Let me first start by stating that I know this blog post will ruffle some feathers. I’m okay with it only because it does not take much to ruffle the feathers of staunch, tunnel-visioned USA weightlifting coaches. Secondly everyone lifts the best way that is designed for their body and this is simply the way I (and most traditional, successful coaches) see the lifts.
Someone listened to a podcast from Weightlifting Talk from last week and heard some of the banter between Travis Mash and I about difference in lifting styles. His question was simple. “When should I think about getting behind the bar and re-bending my knees?”
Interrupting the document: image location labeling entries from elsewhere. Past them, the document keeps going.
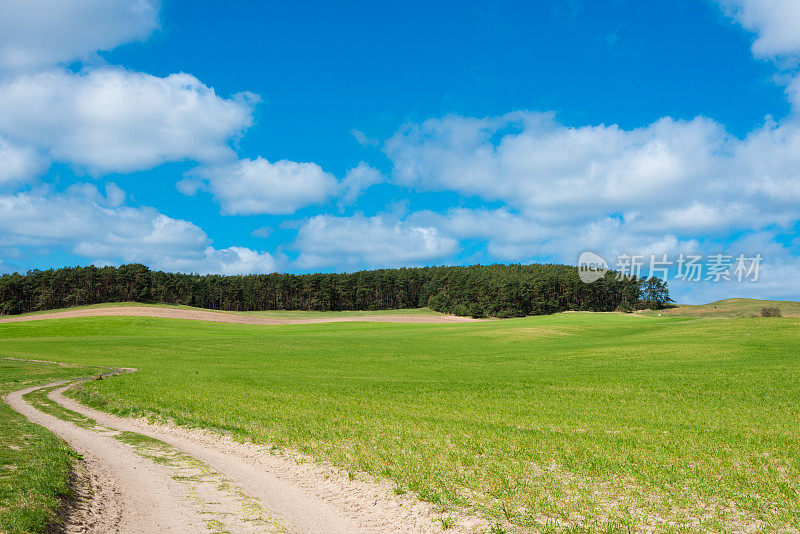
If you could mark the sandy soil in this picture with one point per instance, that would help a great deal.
(205, 315)
(232, 486)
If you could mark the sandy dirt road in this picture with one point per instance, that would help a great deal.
(221, 317)
(139, 477)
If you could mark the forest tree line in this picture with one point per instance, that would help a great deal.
(477, 290)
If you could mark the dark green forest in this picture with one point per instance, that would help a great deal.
(476, 290)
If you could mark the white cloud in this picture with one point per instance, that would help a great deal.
(357, 180)
(20, 164)
(687, 177)
(520, 238)
(350, 242)
(86, 223)
(776, 23)
(114, 120)
(36, 34)
(257, 186)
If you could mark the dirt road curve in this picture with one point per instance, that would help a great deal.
(139, 477)
(204, 315)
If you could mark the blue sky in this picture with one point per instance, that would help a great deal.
(315, 136)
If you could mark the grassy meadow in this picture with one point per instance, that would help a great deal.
(35, 466)
(575, 422)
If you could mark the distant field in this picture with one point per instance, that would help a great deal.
(731, 308)
(283, 314)
(575, 422)
(35, 466)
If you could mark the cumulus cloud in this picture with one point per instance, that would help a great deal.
(114, 120)
(35, 34)
(357, 180)
(248, 187)
(775, 22)
(20, 164)
(87, 223)
(350, 242)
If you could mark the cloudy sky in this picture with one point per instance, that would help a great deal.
(253, 137)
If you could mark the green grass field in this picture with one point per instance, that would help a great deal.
(575, 422)
(35, 466)
(282, 314)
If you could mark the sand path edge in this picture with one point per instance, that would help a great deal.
(130, 494)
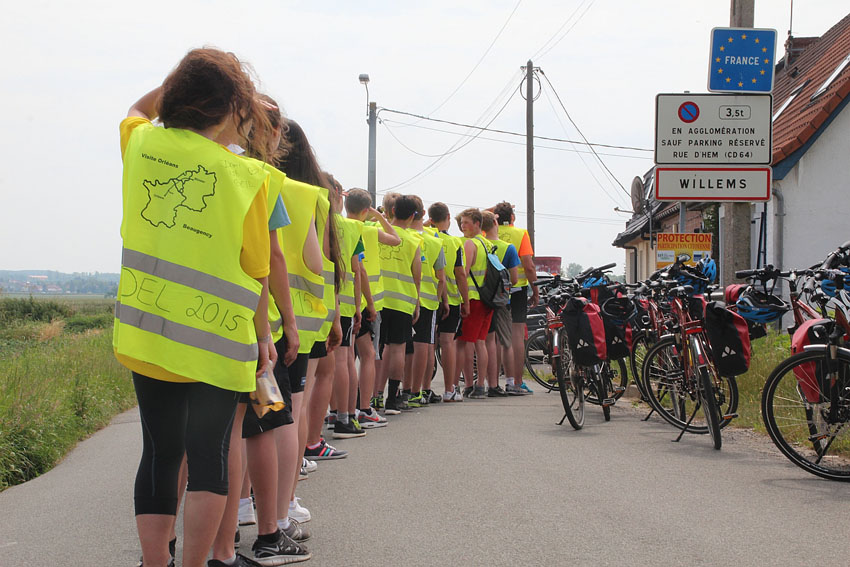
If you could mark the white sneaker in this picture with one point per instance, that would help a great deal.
(246, 512)
(298, 512)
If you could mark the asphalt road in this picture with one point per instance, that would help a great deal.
(485, 482)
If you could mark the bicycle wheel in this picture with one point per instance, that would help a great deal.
(668, 392)
(538, 360)
(708, 402)
(814, 435)
(571, 398)
(637, 354)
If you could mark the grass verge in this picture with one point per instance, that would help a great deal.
(56, 388)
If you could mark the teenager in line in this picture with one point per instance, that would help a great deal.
(188, 389)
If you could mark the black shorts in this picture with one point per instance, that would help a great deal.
(298, 372)
(345, 323)
(253, 425)
(451, 323)
(396, 327)
(319, 350)
(424, 330)
(365, 326)
(519, 305)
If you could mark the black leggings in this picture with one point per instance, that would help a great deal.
(192, 418)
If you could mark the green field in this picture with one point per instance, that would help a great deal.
(59, 381)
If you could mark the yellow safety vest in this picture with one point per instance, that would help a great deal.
(396, 274)
(428, 286)
(184, 303)
(479, 268)
(329, 297)
(372, 264)
(349, 235)
(305, 287)
(451, 244)
(513, 235)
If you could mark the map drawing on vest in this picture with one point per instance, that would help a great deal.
(188, 190)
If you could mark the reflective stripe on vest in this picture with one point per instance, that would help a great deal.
(372, 266)
(329, 296)
(184, 302)
(451, 245)
(305, 288)
(396, 273)
(513, 235)
(349, 235)
(184, 334)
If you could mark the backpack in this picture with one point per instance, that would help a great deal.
(585, 331)
(809, 376)
(495, 290)
(728, 338)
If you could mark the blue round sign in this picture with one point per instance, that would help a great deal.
(688, 112)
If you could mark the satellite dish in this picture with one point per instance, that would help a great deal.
(637, 194)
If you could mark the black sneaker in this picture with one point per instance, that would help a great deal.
(347, 430)
(281, 552)
(434, 397)
(241, 561)
(496, 392)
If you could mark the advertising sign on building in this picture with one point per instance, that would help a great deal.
(671, 244)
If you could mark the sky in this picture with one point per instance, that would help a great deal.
(73, 70)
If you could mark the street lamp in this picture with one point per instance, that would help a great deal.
(372, 112)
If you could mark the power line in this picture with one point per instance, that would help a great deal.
(581, 134)
(612, 198)
(455, 147)
(387, 121)
(543, 54)
(567, 21)
(489, 47)
(584, 143)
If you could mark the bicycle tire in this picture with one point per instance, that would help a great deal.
(801, 429)
(537, 360)
(562, 364)
(708, 401)
(637, 354)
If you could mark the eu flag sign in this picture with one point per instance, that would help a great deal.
(742, 60)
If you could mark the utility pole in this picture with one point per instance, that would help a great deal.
(735, 227)
(529, 150)
(373, 133)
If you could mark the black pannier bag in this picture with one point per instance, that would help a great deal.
(728, 338)
(585, 331)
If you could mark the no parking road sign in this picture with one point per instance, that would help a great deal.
(720, 129)
(742, 60)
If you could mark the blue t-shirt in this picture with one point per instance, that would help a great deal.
(511, 259)
(279, 217)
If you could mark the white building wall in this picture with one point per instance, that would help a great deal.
(817, 200)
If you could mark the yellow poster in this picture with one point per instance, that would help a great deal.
(670, 244)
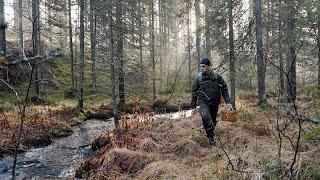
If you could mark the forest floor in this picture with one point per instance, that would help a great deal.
(54, 118)
(179, 149)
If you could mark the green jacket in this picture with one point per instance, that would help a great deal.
(208, 88)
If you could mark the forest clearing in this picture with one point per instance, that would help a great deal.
(159, 89)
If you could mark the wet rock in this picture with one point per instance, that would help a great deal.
(105, 114)
(37, 140)
(101, 142)
(61, 130)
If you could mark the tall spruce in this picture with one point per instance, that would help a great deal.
(259, 53)
(231, 54)
(81, 65)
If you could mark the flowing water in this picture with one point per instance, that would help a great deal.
(60, 159)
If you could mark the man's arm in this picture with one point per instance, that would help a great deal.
(224, 89)
(195, 88)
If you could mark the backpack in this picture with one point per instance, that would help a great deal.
(214, 76)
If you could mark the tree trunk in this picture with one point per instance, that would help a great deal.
(36, 43)
(119, 54)
(2, 38)
(50, 19)
(260, 61)
(113, 74)
(231, 54)
(21, 43)
(207, 29)
(197, 11)
(189, 46)
(140, 39)
(161, 41)
(280, 50)
(81, 68)
(318, 43)
(152, 50)
(2, 31)
(71, 46)
(291, 59)
(93, 43)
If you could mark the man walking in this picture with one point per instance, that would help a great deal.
(206, 94)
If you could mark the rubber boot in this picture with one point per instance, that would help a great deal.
(210, 135)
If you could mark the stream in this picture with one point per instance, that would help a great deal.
(60, 159)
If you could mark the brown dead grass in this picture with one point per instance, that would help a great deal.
(180, 149)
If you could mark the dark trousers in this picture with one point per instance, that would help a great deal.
(208, 114)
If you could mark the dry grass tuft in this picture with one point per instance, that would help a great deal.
(164, 170)
(126, 161)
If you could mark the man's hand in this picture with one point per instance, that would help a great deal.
(229, 107)
(195, 110)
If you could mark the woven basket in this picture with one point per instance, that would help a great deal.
(229, 115)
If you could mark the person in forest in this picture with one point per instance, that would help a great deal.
(207, 89)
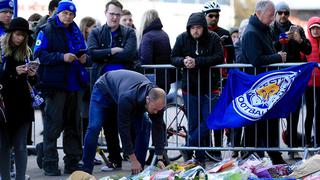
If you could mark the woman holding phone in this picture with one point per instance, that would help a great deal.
(15, 79)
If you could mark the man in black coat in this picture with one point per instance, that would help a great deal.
(258, 50)
(196, 50)
(128, 95)
(296, 43)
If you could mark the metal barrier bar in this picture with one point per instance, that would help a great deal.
(222, 148)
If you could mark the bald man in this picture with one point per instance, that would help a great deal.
(121, 98)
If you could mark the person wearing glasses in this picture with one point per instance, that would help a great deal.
(297, 44)
(112, 47)
(212, 12)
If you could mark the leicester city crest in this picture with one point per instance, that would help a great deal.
(263, 95)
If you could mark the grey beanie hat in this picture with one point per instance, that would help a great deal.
(282, 6)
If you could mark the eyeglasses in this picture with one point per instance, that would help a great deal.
(283, 12)
(213, 15)
(114, 14)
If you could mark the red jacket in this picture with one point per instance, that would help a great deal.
(315, 54)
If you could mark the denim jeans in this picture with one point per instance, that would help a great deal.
(16, 136)
(62, 113)
(100, 110)
(194, 118)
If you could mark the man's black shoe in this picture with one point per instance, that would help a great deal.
(70, 170)
(39, 150)
(97, 161)
(112, 166)
(279, 160)
(186, 155)
(56, 172)
(32, 152)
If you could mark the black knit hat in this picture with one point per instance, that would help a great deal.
(19, 24)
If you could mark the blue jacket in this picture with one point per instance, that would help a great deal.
(100, 44)
(53, 41)
(127, 90)
(257, 44)
(2, 29)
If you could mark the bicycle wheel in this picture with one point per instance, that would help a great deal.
(177, 128)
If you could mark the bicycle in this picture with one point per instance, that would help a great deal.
(177, 131)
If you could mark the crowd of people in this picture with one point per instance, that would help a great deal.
(121, 100)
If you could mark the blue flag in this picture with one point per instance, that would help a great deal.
(250, 98)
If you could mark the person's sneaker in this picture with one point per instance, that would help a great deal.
(278, 160)
(201, 163)
(32, 152)
(186, 155)
(235, 154)
(56, 172)
(214, 155)
(27, 177)
(97, 161)
(112, 166)
(70, 170)
(294, 155)
(39, 150)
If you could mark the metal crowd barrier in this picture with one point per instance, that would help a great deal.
(152, 71)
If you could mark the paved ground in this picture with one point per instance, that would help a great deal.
(37, 174)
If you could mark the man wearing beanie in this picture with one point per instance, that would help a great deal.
(195, 50)
(111, 47)
(6, 12)
(56, 47)
(297, 44)
(53, 5)
(211, 10)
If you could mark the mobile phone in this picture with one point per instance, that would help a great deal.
(80, 53)
(33, 65)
That answer is far from simple and you could talk to 100 different coaches and get 100 different answers. Personally I don’t teach re-bending the knees and I don’t teach getting behind the bar. Anyone who knows how to jump will do that all on their own. I know this is an old-school way of thinking and a very traditional approach to the lifts. However, the reality is that a lifter with significant amount of weight on the bar is naturally not going to want to hold that extreme amount of tension for an extreme amount of time in their hamstrings and posterior chain. For that reason it is always going to be a fight to stay over the bar with their shoulders and to keep their knees back. Teaching a lifter to push their knees to the bar and pull the shoulders behind the bar, even at the appropriate time, more often than not leads to an early second pull and swinging him the barbell out in front of their body. I do not teach the re-bend of the knee in the same way that nobody teaches LeBron James to bend his knees when he goes to jump and dunk a basketball. It’s a natural part of hip extension and, especially for beginners, it can make the lift more complex than it needs to be. Teaching the lifter to be explosive and extend the hip naturally creates a re-bended me.
Here’s what I know that statement is going to do. First, it will likely create some banter and some arguments among new and old weightlifting coaches alike. The one thing every weightlifting coach agrees on is that everyone else is wrong. That likely is the only thing we will ever agree on. The other reaction to that approach to the lifts will be an attack on my coaching credibility and potentially an attack on my capability to coach successfully. Those attacks will serve as a source for humor tomorrow.
Here’s the truth of the matter. Most coaches I know (noticed that I said most) encourage the lifters to delay the re-bending of the knee for as long as possible and keep the shoulders over the bar as long as possible. Even coaches who teach the re-bending of the knee encourage lifters to keep their knees back and shoulders in front of the bar as long as possible in order to create more hamstring tension and therefore more bar speed. Even those coaches out there with a very different view of the lifts then me agree that hamstring tension is good for the successful completion of a snatch or a clean and would agree that delaying the re-bended knee for as long as possible is a good thing.
I wanted to clear up my understanding and viewpoint on this portion of the lift and encourage lifters who struggle keeping the shoulders over the bar to transition their mindset away from a purposeful re-bending of the knee. Stay over the bar, continue to drive through your feet with your knees back for as long as possible, and only at the very last second allow an explosive hip extension to create the re-bend and pull the shoulders behind the bar. Watch great lifters. Many of them lift this way.